KH: How many exhibitions will you have per year in the new facility?
HP: Maybe three to four. But again, there are options to have a smaller exhibition or different rhythms, or maybe some major installation on the entrance floor. The beauty of having this kind of space to work with is that you really can customize the experience for visitors, and give them different kinds of encounters with art at different times, without having to just follow a rigid format. So that’s a consideration as well: how that will all be choreographed.
A word I haven’t used is “multidisciplinary,” which is increasingly becoming an important aspect of contemporary art – for example, performance as an integral part of installation. I think in general, there’s this feeling here that we can imagine more possibilities for how to respond to contemporary art practices. And that includes having time-based activities or things that move around or that might not directly relate to photography at times. And, say, film as not being only in public programs, but actually a key component of an exhibition. And I think that it’s really important for galleries and museums to rethink the categories in which we define education and public art. Our new space and expanded programs present an opportunity to respond imaginatively to the questions that those categories raise. They also present ways to reinvigorate exhibition-making – they can switch out, you can move things around, they don’t have to be static.

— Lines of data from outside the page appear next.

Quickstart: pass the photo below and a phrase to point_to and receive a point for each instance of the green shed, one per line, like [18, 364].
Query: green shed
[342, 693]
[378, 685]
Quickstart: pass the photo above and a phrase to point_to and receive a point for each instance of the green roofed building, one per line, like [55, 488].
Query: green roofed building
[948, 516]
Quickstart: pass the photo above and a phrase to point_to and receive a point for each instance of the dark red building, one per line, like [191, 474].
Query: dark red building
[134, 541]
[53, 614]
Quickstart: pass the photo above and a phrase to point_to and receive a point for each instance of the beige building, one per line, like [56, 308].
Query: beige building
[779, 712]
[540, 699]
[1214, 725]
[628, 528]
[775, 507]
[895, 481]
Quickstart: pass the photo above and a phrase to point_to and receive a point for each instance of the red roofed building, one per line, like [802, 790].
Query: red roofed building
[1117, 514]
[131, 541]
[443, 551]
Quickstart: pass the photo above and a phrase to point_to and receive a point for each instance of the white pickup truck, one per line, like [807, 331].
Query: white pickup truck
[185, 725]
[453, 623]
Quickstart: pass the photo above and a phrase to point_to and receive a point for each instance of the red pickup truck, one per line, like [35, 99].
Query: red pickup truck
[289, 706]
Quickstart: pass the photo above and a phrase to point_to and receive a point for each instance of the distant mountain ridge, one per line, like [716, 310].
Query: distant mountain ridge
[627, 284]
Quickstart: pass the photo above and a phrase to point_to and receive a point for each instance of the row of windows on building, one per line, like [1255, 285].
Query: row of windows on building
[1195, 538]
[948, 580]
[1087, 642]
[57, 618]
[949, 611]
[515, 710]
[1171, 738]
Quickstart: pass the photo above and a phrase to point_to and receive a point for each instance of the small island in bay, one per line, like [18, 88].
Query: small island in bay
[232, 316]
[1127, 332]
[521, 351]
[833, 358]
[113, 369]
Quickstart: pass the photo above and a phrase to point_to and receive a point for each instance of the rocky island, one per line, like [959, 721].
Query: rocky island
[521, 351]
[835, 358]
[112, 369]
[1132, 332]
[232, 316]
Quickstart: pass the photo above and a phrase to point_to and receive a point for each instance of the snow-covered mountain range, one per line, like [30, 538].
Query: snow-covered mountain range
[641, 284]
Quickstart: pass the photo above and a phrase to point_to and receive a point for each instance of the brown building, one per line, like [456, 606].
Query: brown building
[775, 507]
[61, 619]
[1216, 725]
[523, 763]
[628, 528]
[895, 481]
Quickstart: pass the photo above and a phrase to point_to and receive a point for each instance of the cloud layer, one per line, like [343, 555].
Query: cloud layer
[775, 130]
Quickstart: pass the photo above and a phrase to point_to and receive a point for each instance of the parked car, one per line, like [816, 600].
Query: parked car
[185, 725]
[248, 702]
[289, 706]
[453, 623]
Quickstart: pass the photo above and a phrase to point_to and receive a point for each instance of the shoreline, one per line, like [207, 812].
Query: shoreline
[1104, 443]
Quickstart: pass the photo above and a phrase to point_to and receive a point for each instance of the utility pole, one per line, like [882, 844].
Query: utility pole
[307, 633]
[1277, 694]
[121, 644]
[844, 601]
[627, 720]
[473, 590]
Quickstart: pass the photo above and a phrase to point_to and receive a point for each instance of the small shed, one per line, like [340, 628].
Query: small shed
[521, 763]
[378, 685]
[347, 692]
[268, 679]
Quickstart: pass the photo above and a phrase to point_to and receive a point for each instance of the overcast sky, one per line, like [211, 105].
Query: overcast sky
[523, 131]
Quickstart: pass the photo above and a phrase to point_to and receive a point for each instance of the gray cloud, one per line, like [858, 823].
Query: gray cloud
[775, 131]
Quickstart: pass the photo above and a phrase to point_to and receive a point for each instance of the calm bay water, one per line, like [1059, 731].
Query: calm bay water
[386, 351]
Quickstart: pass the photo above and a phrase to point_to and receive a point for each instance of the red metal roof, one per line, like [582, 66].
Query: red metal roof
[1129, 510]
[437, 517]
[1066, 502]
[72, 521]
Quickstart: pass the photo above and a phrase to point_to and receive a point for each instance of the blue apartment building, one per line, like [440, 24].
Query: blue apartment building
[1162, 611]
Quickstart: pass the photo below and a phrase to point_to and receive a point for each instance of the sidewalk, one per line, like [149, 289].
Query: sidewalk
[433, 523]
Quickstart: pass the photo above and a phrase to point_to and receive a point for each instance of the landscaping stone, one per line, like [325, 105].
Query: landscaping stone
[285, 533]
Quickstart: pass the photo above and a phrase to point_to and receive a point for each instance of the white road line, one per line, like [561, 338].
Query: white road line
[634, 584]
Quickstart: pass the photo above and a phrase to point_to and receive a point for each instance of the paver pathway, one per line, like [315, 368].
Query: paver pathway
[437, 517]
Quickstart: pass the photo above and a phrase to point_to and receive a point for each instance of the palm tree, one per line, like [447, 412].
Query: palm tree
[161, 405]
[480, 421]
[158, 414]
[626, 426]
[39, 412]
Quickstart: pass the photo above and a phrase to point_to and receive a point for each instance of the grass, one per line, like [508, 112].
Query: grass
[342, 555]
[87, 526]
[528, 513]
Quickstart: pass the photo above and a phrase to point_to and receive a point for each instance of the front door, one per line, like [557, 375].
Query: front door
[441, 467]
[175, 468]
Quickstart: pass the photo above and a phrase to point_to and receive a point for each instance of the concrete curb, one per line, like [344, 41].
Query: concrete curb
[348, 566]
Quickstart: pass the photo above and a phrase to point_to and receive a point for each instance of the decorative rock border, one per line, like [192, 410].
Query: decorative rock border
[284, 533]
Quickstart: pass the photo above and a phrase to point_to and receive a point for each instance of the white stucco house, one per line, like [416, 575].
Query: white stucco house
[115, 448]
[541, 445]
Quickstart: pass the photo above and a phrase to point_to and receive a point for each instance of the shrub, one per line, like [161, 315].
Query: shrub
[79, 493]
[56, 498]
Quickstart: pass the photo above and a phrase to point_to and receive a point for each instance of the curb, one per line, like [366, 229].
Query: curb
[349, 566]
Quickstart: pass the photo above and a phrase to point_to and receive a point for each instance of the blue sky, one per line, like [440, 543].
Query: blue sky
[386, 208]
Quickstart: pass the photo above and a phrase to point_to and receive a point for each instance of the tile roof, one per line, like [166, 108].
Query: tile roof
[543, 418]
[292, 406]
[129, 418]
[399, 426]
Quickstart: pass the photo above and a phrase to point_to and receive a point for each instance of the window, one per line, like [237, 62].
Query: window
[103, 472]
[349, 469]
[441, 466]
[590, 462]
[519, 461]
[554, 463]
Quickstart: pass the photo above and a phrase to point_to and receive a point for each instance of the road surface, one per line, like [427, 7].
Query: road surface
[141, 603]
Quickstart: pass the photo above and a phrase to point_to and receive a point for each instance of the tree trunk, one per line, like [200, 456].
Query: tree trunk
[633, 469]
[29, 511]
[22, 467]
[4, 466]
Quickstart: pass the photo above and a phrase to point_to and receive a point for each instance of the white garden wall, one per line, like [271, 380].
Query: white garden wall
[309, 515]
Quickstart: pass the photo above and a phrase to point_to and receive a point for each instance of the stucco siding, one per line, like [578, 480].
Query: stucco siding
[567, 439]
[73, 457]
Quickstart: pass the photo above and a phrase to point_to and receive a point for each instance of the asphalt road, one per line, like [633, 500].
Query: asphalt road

I think that the exhibition modes that Presentation House Gallery embraced were experimental in certain ways. Sometimes you might not say that if you walked into a historical photography show, but even how we approached traditional material was very considered in terms of, “What are you setting up here for someone to encounter?” And that approach should blossom even more now. Often the cues come from the artists themselves, so who knows, in five years, what those challenges might be?
Karen Henry is a curator, writer, and editor who works for the Public Art Program in Vancouver.